Better late than never? Schröder’s Russian ties become a hot topic in the German elections

17.08.2017 – Leo Mausbach

Ex-chancellor Gerhard Schröder’s connections to Putin’s Russia are becoming a serious problem for the German social democrats, who are struggling in the end game of the election campaign. Not many are convinced by Martin Schulz’ claim that Schröder’s engagement in a Russian state-owned company was a private issue.

Gerhard Schröder has been nominated by the Kremlin to become a board member of Rosneft, Russia’s main state-owned oil company and a substantial part of Putin’s system of power. Rosneft is also the target of sanctions against Russian companies that were imposed by the European Union after the annexation of Crimea.

The friendly personal ties to Vladimir Putin stem from Schröder’s years as German chancellor. Right after he lost the elections to Angela Merkel in 2005, Gerhard Schröder became board member of the Russian-German Nord Stream consortium. As chancellor, he had promoted the pipeline project himself and he later became involved in its expansion NordStream 2 as well. This way, Schröder has been affiliated with Russian companies for the past twelve years.

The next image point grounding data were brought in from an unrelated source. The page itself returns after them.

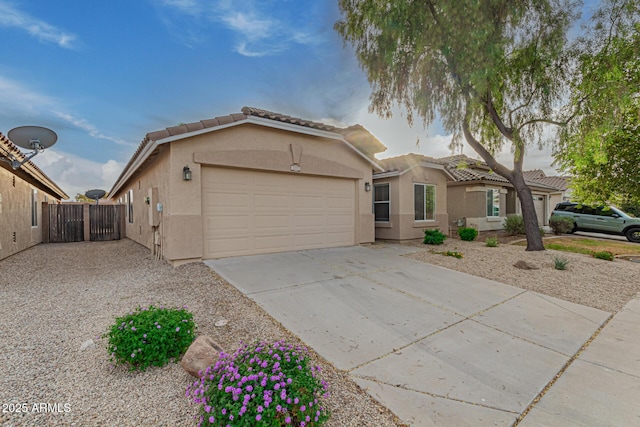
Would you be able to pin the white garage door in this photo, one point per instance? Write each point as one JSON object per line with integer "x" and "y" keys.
{"x": 249, "y": 212}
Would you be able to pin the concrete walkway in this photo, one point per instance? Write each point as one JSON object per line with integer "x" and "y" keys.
{"x": 439, "y": 347}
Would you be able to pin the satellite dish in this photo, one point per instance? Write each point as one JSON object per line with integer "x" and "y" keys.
{"x": 34, "y": 138}
{"x": 95, "y": 194}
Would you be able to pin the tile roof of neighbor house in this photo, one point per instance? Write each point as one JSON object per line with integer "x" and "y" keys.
{"x": 460, "y": 167}
{"x": 356, "y": 135}
{"x": 29, "y": 169}
{"x": 534, "y": 174}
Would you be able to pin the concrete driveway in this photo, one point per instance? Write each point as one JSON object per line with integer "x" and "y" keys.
{"x": 435, "y": 346}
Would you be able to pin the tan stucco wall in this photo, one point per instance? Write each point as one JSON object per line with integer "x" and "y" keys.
{"x": 402, "y": 224}
{"x": 154, "y": 175}
{"x": 469, "y": 202}
{"x": 15, "y": 214}
{"x": 244, "y": 146}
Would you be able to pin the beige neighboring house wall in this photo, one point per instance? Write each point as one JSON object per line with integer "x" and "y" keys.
{"x": 22, "y": 193}
{"x": 261, "y": 182}
{"x": 401, "y": 175}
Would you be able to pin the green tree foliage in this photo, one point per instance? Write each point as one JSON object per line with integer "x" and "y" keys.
{"x": 492, "y": 70}
{"x": 600, "y": 148}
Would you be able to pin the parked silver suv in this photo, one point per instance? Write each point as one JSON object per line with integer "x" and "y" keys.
{"x": 601, "y": 219}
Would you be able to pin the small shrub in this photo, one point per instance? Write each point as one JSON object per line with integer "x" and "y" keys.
{"x": 491, "y": 242}
{"x": 454, "y": 254}
{"x": 560, "y": 224}
{"x": 468, "y": 234}
{"x": 150, "y": 336}
{"x": 560, "y": 263}
{"x": 433, "y": 237}
{"x": 606, "y": 255}
{"x": 514, "y": 225}
{"x": 261, "y": 385}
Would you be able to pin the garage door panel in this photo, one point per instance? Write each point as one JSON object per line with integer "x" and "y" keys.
{"x": 250, "y": 212}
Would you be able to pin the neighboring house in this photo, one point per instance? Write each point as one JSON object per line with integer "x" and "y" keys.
{"x": 409, "y": 197}
{"x": 561, "y": 183}
{"x": 22, "y": 193}
{"x": 480, "y": 198}
{"x": 249, "y": 183}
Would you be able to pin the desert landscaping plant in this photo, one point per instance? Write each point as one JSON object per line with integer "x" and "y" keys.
{"x": 514, "y": 225}
{"x": 491, "y": 242}
{"x": 560, "y": 225}
{"x": 433, "y": 237}
{"x": 454, "y": 254}
{"x": 263, "y": 384}
{"x": 606, "y": 255}
{"x": 560, "y": 263}
{"x": 468, "y": 234}
{"x": 150, "y": 336}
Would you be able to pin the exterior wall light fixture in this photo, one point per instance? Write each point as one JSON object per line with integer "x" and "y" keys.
{"x": 186, "y": 173}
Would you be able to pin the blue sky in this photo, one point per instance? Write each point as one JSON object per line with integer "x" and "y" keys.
{"x": 103, "y": 74}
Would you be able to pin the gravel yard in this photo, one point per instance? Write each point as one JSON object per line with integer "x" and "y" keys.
{"x": 606, "y": 285}
{"x": 56, "y": 297}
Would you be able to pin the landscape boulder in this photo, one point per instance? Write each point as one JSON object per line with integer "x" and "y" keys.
{"x": 523, "y": 265}
{"x": 202, "y": 353}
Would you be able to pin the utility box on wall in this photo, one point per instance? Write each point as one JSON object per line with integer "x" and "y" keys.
{"x": 152, "y": 200}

Since Schröder’s plans to join Rosneft became public, a wave of criticism hit the former chancellor from all sides. The green “taz” discerns “an incredible lack of principle” [1] and anticipates a “catastrophe for the SPD”, the German social democratic party. The country’s main tabloid, the “BILD”, labels Schröder’s behavior as “unpatriotic” [2], while the conservative “Frankfurter Allgemeine Zeitung” calls it a „disgrace“ [3]. The influential Berlin newspaper “Der Tagesspiegel” urges the social democrats to dissociate themselves from their former chairman [4]. Even the left-liberal “Süddeutsche Zeitung”, traditionally close to the SPD, depicts the former chancellor as the Kremlin’s “lever” on German and European politics and calls for the social democrats to break up with Schröder [5].

The SPD’s candidate for chancellor Martin Schulz already distanced himself, reassuring that he “wouldn’t do that”, but simultaneously claiming that the move was a private decision made by Gerhard Schröder [6]. The scandal hurts the social democrats especially, since Gerhard Schröder had only recently returned to the political stage to publicly support Schulz’ electoral campaign. The public pressure on the social democrats is still growing.

Schröder himself, however, shows no understanding for the public criticism and instead sees a conspiracy at work. In his eyes, the attacks are only a means to help Angela Merkel win the elections. Regardless of the accusations, he announced to continue running for Rosneft’s board.


[1] Schulte, Ulrich: “Putins gekaufter Einfluss”. TAZ, August 16, 2017.

[2] Reichelt, Julian: „Unpatriotisch“. BILD, August 16, 2017.

[3] Kohler, Berthold: „In Putins Diensten“. Frankfurter Allgemeine Zeitung, August 16, 2017.

[4] Sauerbrey, Anna: „Weder ‚Privatsache‘ noch ‚Privatwirtschaft‘“. Der Tagesspiegel, August 15, 2017.

[5] Hans, Julian: “Kanzler als Hebel“. Süddeutsche Zeitung, August 15, 2017.

[6] Martin Schulz, on facebook. August 15, 2017:

[7] Zeit-Online, “Schröder verteidigt seine Rosneft-Ambitionen”. August 17, 2017.